そうした通貨が実現すれば、時として理不尽な政府の収奪からも逃れられるかもしれない。
しかし、こうした自由・自治の物語は反面、個々人が自ら問題に当たらなければいけないことを意味する。

「次の終末で(仮想通貨が)価値の保存手段として働くと考える人たちは、指紋や網膜などたくさんのセキュリティーで自分のキーを守らないといけない。
クラッカーが盗もうと群れを成してやってくるだろう。」

政府と無関係の通貨だからこそ政府が守るにも限界がある。

チャノス氏の仮想通貨評は厳しい。
国破れても仮想通貨が残るとの夢物語についてもシニカルな反応だ。


「ワースト・ケースのためにデジタル通貨を保有する必要があると信じている人たちにとって、(ワースト・ケースは)デジタル通貨がもっとも機能しないケースなんだ。
・・・法定通貨が世界を崩壊させるという場合、もちろんそれは起こりうるが、電力網が落ちる可能性があるなら、ビットコインは持っていたくない。」

チャノス氏は、社会の大混乱に備えるなら、食料を備蓄するのが一番いいと話している。
仮想通貨は電力・通信インフラのトラブルに対して脆弱だ。
しかし、トラブルがなくとも実はさほど便利なものではないようだ。
チャノス氏はある仮想通貨マニアのブログを紹介した。
彼は、取引のある仮想通貨取引所にビットコインを米ドルに換えて米銀に送ってほしいと頼んだという。
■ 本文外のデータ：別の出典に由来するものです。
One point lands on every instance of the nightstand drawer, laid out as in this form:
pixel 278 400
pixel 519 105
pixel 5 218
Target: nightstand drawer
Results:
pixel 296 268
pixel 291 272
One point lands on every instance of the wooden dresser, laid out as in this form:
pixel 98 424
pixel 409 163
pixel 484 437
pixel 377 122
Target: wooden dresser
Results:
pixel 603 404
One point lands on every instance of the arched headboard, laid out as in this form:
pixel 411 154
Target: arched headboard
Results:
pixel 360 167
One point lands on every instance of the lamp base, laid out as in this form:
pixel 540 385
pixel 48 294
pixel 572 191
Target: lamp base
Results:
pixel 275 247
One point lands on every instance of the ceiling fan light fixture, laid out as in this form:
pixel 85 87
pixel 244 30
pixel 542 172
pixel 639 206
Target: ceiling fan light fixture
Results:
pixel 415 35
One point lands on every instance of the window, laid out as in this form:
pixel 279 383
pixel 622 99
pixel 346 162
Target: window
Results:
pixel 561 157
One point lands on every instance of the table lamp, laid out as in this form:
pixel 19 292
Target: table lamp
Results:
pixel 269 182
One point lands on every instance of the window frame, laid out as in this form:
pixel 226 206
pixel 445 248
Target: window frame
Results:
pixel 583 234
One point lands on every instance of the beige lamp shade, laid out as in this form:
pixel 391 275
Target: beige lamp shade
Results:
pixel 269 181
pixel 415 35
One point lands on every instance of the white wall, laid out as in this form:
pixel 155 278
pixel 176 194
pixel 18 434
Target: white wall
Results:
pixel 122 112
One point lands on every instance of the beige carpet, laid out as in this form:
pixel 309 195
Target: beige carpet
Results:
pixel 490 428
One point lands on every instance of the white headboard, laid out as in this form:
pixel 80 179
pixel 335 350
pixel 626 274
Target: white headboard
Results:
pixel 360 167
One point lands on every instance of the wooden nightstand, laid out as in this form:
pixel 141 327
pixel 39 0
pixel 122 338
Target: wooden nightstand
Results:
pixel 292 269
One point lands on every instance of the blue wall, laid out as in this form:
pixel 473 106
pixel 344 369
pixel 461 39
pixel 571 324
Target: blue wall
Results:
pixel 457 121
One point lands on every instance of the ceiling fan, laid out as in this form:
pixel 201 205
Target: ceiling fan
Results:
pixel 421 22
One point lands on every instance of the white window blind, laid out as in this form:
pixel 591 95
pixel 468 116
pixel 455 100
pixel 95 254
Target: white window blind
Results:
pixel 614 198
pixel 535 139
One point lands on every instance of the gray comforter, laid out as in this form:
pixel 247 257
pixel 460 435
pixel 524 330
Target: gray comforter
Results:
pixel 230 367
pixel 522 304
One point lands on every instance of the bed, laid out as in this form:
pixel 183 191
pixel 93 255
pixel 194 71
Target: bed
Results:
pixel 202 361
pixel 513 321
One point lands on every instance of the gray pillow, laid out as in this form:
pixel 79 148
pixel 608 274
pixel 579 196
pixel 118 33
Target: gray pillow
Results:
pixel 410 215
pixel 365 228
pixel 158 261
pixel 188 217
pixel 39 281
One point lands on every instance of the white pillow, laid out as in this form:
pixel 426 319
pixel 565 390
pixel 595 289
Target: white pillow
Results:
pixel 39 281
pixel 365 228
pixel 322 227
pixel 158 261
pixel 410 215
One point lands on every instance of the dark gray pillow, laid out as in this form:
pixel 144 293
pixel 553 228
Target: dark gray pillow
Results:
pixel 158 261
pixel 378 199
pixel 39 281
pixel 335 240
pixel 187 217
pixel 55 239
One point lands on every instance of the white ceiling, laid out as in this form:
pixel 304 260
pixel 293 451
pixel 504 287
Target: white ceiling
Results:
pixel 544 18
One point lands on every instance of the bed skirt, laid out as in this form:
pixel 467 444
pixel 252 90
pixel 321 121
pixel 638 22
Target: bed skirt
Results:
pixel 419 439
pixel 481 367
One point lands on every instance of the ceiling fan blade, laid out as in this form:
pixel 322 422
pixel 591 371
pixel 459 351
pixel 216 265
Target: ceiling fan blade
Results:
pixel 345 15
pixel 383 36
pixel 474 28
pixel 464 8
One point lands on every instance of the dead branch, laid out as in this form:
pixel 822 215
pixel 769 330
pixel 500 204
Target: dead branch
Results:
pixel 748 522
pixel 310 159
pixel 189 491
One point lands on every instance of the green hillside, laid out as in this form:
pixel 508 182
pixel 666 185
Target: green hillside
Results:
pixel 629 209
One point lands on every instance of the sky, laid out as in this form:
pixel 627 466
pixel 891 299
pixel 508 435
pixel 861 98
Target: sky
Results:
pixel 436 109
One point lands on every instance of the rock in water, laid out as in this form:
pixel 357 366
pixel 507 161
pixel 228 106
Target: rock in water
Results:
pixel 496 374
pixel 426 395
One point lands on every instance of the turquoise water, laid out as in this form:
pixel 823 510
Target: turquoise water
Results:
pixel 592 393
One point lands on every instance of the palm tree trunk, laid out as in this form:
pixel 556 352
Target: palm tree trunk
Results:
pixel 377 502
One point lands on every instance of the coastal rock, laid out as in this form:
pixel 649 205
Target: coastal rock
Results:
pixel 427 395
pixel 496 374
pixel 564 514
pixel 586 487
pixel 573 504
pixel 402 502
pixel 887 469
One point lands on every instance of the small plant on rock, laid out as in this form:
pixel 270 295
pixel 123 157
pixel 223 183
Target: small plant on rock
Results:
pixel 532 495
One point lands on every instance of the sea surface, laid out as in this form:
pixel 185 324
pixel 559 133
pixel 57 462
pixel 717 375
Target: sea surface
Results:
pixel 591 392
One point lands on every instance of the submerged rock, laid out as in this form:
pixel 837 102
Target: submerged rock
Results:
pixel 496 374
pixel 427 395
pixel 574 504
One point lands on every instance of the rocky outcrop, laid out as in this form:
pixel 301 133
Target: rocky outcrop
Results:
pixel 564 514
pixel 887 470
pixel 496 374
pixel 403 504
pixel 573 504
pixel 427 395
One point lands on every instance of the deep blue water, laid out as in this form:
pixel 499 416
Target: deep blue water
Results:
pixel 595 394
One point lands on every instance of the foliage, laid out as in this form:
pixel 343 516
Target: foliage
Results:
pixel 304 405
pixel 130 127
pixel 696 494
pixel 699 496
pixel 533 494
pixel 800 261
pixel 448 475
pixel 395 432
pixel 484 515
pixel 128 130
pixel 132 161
「8-10日もかかり、追ってたくさんの手続き・電話が必要だった。
一番面白かった部分は、彼がパスポートの写しをリトアニアにファックスしなきゃいけなかったというところだ。」

チャノス氏は特に、東欧にファックスしなければいけないというところに驚いたという。
パスポートをファックスするとは、仮想通貨の目指す方向と真逆のように感じられたからだ。
チャノス氏は結論する。

(仮想通貨は)金融政策におけるテクノロジーによるブレークスルーという名を借りた証券投機ゲームにすぎない。